McLane’s Mississipi Freedom Summer Project, 1964 : Fifty Years of the Civil Rights Act and Voting Rights Act
This project started in the summer of 2014. Marc Patterson, lead teacher for the ArtVenture Academy, read a book, “Coming of Age In Mississippi”, by Anne Moody. The book and several conversations with the staff of the academy prompted us to explore a project to commemorate the 50th anniversary of the The Civil Rights Act, with a special focus on Mississippi Freedom Summer, 1964, which serves as a vehicle by which students explore how young people can unite in the face of injustice to create transformative change in themselves and in their communities through non-violence.
While embracing a diverse student population, the project gives voice specifically to the African American student population through the lens of the Civil Rights Movement. The project is grounded in core texts as well as conversations with African American students, faculty, and leaders within the larger African American community. Students are learning about African Americans who have made contributions historically to their communities and the nation. They are given opportunities to explore their own identities and the influence of media on our perceptions of identity. The final exhibit will consist of nine 4x8 foot panels, created using the wood block printing process, beginning with passage of the 15th Amendment, and depicting key scenes and text from the Mississippi Freedom Summer, 1964. Design students created a three-dimensional “freedom” bus, with African American historical figures and scenes from the Freedom Summer are part of the installation. Video Production students created four documentaries on various aspects of Freedom Summer events. Student research and first person interviews relating Civil Rights stories, taking form as Spoken Word performances, explore themes of identity. Artwork from student sketchbooks will focus on many of the people and events of the Civil Rights Movement. By studying Mississippi Freedom Summer, 1964, students are challenged by contemporary issues of injustice and reconciliation as they seek to understand the complexities of the varied Black experiences, as well as to give voice to their own challenges and experiences through writing, art, film, and performance.
Mixed media installation:
Woodblock prints, drawings, paintings, collage, freedom bus replica, student voice.
Exhibit: Juneteenth at Gaston Middle School (2015), African American Museum (September/October 2015)

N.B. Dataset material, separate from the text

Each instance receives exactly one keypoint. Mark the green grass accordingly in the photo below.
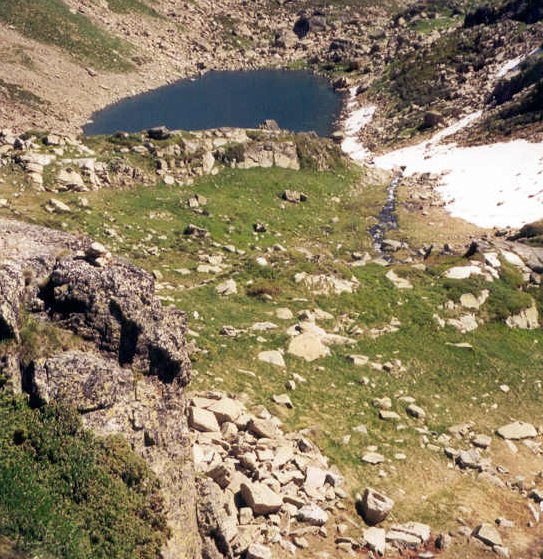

After meeting with African American community leaders, we decided to focus the project on some history of the civil rights movement, with a specific focus on the Mississippi Freedom Summer events of 1964. We decided to use the woodblock printing process because it best represented to look and feel of the 1960’s. The black and white process of printmaking provided a very graphic, stark look. Half of the art classes began work on the large 4 x 8 foot blocks. A small group of students agreed to provide leadership, design and drawing skills for the blocks. Once the blocks were drawn and inked, students were taught to carve using special wood carving tools. Sections of the blocks were inked and printed for checking copies. Once everything was cut properly we had a team of printers roll up the blocks which took about 90 minutes, then we laid the rice paper down on top of the inked block, then rubbed the back with barens. This process took 90 minutes. Once a print was pulled, the block was cleaned. A full size replica of the Freedom Bus was fabricated to serve as a backdrop for student performers.